Les décors de Carmine Maringola et les lumières de Cristian Zucaro viennent pondérer par leur sobriété sucreries vestimentaires, confiseries théâtrales et gourmandises rossiniennes. Une immense façade blanche de palais XVIIIème en fond de scène, des paravents aux airs variés pour définir les différents lieux, des fauteuils géants, rigolos, le canapé-confident de Cenerentola et Don Ramiro, une flopée de lustres et chandeliers pour le bal, and THE carrosse, bien sûr. De l’indispensable uniquement, en quantité suffisante et efficacement éclairé.
Le rythme général est une des forces primordiales de cette mise en scène. Le panachage entre chorégraphies vif-argent de Manuela Lo Sicco, mouvements des chœurs et direction des chanteurs-acteurs est formidablement précis, alternant assemblages et désassemblages ravissants ou comiques, toujours finement dosés, en parfaite fusion avec le chant et la musique. Tout est fluide, harmonieux.
   A riche plumage théâtral, brillant ramage du plateau rossinien.
Honneur à l’indestructible Alessandro Corbelli/Don Magnifico, « buffo » absolu et virtuose, voix chaleureuse au sillabato inouï. Des folles onomatopées de son tout premier air « Miei rampolli femminini »(I/2) en passant par sa nomination comme sommelier du prince (I/10), de son long délire se voyant déjà beau-père du roi, « Sia qualunque delle figlie » (II/1), jusqu’au duo, sommet de burlesque (II/3), où Dandini lui annonce qu’il n’est qu’un valet, ce rapace rondouillard de « Don Magnifico papà » est bien l’ambitieux insatiable et méchant détestable du livret.
Frétillantes et sans cervelle, aussi venimeuses et arrivistes que leur Don Magnifico de papa, la Clorinda de Damiana Mizzi et la Tisbe d’Annunziata Vestri sont parfaites de jeu et de chant dans deux rôles exigeant un grand investissement théâtral et peu gratifiants vocalement.
« Una grazia, un certo incanto » chez le couple Cenerentola/Serena Malfi et Don Ramiro/Juan Francisco Gatell. Le timbre argent de l’argentin et la voix pourpre-rouge de la « mezzogiornese » enlacent divinement leurs contrastes. Délices sonores à écouter particulièrement dans leur duo-rencontre (I/4), entourés de leurs répliques, « cenerentoline » et « ramirini » en émoi.

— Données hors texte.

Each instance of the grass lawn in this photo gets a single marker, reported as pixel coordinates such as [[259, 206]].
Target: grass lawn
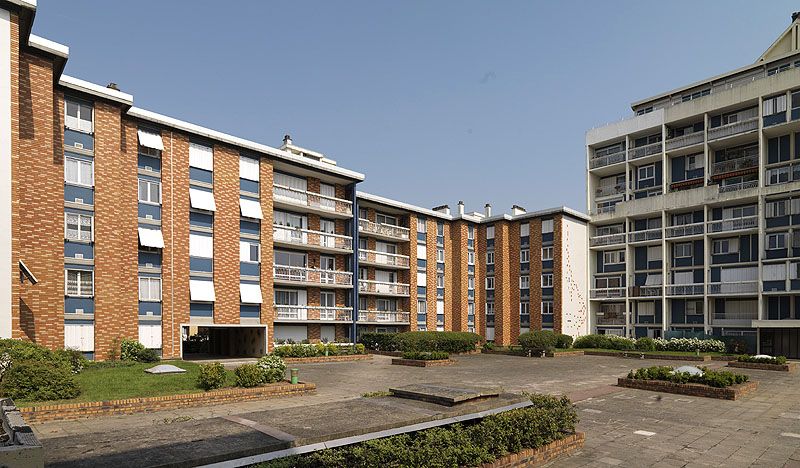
[[100, 383]]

De l’infortunée jeune fille au chant rêveur, « Una volta c’era un re »(I/1) à la jeune femme auréolée de bonheur, dans l’époustouflant Rondo final, « Nacqui all’affanno…Non più mesta »(II/9), Serena Malfi, surnom « Black baccara rose », nous emballe de son velours souple et dense. La tessiture longue et unie a l’obscur entêtant et le clair aisé. La Malfi sait styler avec classe son Rossini et sa ribambelle de jouissives épreuves vocales.
Noblesse de cœur, élégance élastique de la jeunesse, Juan Francisco Gatell, surnom « Prince argentin », est un Don Ramiro idéal. Le son est de limpidité adamantine. Son instrument « di precisione », flexible comme le roseau, conquiert et fignole abondance d’ornements, vocalises et cadences, sans oublier le sillabato « di tradizione ». Généreuse musique que celle de Gatell, où le phrasé danse, radieux, expressif ! Son zénith est l’air tripartite « Si, ritrovarla io giuro»/Allegro,       « Pegno adorato e caro »/Andantino et « Noi voleremo »/Allegro vivace/Cabalette (II/2).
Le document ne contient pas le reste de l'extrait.